Cheesy, outlandish or cruel?
For a novelist as much as for a stand-up comedian the relationship between real life and comedy is a tricky one. What amuses one reader will strike another as cheesy, outlandish or cruel.
The Mark and the Void
features a minister for finance whose terminal illness plays a central role in the narrative. Details of that illness will, for Irish readers, immediately bring a particular minister for finance to mind. Is Murray sailing somewhat too close to the real-life wind here?
"I thought of the book as a sort of parallel universe," he says. "It's not a roman-a-clef where you go, 'That's Anglo, and that's McCreevy, and that's Brian Lenihan. ' It's not something I did lightly. It's not supposed to be Brian Lenihan. At the same time Brian Lenihan's story was really interesting, because he was the one person within that government that I would look at and think that they had any integrity or honour or intelligence or ability – and he was shafted. He was taken to the cleaners by the banks in a really cruel way. And I think he did pay a really enormous price for that.

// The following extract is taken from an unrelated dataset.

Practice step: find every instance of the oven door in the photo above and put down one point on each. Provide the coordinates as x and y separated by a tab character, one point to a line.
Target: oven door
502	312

“So I also wanted to reflect that in the book, that during the recession people suffered in a very real way, from the guy eating pigeons in his back garden to the horses starving in the streets. Real things happened to real people. So while this is not a journalistic account of what happened – journalists, I think, have handled that very well – I did want to show that in this scenario there are very real stories.”